Monday, Apr. 01, 1957

Brother Anselmo

"The history of the last ten years in Colombia is full of Luis Ignacio Andrade," said the magazine Semana last week. And for all those years, Andrade was a name that sent chills up thousands of Colombian spines. In 1949, the police under his Ministry of Government slaughtered Liberals by the hundreds, scared the rest from the polls, and imposed a Conservative President in a one-party election. When many backlands Liberals turned into guerrillas and vengefully killed his cops, Andrade publicly proposed to "shoot ten prominent Liberal politicians for every dead policeman."

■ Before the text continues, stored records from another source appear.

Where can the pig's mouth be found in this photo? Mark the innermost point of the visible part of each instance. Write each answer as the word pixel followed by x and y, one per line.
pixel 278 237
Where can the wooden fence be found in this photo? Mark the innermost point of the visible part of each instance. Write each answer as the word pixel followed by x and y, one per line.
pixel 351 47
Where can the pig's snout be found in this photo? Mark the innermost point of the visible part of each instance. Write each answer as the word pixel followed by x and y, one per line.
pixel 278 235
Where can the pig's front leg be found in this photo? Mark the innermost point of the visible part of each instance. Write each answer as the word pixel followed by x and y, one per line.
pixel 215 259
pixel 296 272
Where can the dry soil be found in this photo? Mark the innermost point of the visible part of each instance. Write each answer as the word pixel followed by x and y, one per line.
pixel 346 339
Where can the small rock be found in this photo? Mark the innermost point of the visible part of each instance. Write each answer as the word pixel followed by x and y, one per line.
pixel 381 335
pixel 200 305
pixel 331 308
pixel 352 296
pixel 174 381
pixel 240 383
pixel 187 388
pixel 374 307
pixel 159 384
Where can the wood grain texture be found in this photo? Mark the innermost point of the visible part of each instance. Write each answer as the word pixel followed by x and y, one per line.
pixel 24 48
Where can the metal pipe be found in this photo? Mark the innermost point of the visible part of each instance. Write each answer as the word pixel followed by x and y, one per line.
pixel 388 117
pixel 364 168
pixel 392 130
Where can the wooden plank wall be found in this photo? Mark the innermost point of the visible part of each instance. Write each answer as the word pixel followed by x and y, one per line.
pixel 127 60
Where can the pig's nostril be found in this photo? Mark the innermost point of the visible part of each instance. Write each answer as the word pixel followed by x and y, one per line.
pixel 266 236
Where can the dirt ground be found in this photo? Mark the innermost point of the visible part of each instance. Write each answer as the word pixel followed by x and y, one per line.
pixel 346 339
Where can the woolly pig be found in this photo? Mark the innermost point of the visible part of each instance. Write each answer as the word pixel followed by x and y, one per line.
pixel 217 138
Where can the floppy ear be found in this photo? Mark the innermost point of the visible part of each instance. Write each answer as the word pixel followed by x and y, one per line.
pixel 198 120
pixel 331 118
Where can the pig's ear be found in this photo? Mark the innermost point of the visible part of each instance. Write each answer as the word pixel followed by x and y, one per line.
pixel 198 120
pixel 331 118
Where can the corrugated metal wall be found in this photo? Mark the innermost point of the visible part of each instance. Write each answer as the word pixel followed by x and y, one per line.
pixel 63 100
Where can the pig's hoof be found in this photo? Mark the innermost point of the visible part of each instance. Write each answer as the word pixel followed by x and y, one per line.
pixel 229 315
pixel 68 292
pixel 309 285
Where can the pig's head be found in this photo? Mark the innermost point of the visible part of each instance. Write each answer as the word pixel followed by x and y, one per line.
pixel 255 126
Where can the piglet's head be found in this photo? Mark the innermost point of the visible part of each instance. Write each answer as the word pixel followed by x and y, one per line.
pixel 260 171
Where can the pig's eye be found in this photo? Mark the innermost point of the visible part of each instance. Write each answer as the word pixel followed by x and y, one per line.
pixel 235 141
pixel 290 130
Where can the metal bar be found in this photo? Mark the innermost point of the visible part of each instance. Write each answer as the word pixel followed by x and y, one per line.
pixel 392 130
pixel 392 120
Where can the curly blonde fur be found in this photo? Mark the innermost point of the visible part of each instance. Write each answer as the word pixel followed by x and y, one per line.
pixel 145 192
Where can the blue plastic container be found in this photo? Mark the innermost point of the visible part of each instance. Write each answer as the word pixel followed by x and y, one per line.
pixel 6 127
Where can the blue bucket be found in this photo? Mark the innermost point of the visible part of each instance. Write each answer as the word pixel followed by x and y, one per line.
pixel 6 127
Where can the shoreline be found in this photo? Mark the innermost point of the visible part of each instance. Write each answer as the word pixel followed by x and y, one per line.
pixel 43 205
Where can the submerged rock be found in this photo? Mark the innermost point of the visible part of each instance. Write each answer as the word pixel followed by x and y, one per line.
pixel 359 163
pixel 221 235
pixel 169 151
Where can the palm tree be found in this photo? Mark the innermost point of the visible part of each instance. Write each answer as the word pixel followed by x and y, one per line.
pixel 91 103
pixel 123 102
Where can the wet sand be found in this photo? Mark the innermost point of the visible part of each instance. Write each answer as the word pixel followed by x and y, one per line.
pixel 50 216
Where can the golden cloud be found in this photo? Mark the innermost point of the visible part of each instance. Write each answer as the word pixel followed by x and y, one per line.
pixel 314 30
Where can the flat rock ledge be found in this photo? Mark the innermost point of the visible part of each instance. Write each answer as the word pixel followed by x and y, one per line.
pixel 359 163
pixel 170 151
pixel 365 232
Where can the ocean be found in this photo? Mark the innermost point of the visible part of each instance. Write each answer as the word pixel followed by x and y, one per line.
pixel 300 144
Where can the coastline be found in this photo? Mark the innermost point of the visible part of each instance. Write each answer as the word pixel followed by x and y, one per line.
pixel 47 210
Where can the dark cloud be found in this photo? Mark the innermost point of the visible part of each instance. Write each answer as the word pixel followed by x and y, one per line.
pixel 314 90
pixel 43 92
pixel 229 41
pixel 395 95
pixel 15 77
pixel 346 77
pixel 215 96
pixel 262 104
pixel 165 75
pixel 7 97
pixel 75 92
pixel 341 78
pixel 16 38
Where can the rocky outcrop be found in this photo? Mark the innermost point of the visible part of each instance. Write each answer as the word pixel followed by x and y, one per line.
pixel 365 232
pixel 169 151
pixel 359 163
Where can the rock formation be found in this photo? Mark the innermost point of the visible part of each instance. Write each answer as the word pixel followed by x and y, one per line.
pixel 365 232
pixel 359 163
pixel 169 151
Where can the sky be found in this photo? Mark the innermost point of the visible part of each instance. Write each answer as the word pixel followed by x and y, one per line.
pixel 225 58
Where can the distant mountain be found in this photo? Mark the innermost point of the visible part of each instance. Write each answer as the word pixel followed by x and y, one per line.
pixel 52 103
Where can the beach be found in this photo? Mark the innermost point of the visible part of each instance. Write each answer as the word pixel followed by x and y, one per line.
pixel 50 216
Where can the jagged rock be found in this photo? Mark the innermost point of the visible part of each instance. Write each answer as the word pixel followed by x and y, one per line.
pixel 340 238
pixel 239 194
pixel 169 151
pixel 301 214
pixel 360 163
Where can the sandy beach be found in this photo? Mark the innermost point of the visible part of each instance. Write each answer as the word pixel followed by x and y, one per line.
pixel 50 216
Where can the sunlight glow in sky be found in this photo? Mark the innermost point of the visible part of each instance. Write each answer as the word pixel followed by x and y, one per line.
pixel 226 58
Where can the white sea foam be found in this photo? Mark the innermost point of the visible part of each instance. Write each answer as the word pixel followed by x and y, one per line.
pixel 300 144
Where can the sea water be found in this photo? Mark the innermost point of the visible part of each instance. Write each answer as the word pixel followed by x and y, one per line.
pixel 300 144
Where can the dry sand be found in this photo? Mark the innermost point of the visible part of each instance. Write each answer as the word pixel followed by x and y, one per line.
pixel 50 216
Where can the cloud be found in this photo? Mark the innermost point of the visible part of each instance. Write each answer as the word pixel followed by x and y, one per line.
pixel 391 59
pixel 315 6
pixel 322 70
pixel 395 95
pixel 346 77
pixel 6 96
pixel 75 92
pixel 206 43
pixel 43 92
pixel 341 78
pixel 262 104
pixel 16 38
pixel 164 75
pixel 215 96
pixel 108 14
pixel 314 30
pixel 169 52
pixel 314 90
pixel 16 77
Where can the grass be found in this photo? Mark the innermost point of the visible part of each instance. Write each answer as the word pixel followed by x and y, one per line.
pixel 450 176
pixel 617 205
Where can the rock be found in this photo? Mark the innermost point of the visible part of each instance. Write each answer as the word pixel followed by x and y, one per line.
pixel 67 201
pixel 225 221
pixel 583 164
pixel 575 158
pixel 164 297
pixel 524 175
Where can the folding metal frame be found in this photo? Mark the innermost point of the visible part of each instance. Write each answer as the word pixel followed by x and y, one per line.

But if in public life Andrade was ruthless and belligerent, in private life he was a man afflicted and humble. When doctors in 1948 told him that his wife was incurably ill of cancer and would die in three months, he turned to his Roman Catholic religion for help. If his wife could live a year, he promised in prayer, he would join the Claretian Order of the Sons of the Immaculate Heart of Mary. She lived until last year.

Last week Luis Andrade went to the Claretian monastery in the town of Bosa, near Bogotaa for services marking his entrance into the novitiate. After the ceremony he had a last chat with old political friends. Then, taking the name Brother Anselmo, Luis Ignacio Andrade, 63, turned and climbed a flight of stairs to Cell No. 23. Later he will serve a two-year novitiate in Rome, where he was once the Colombian Ambassador to the Holy See. After that he will become a missionary, probably in the Far East.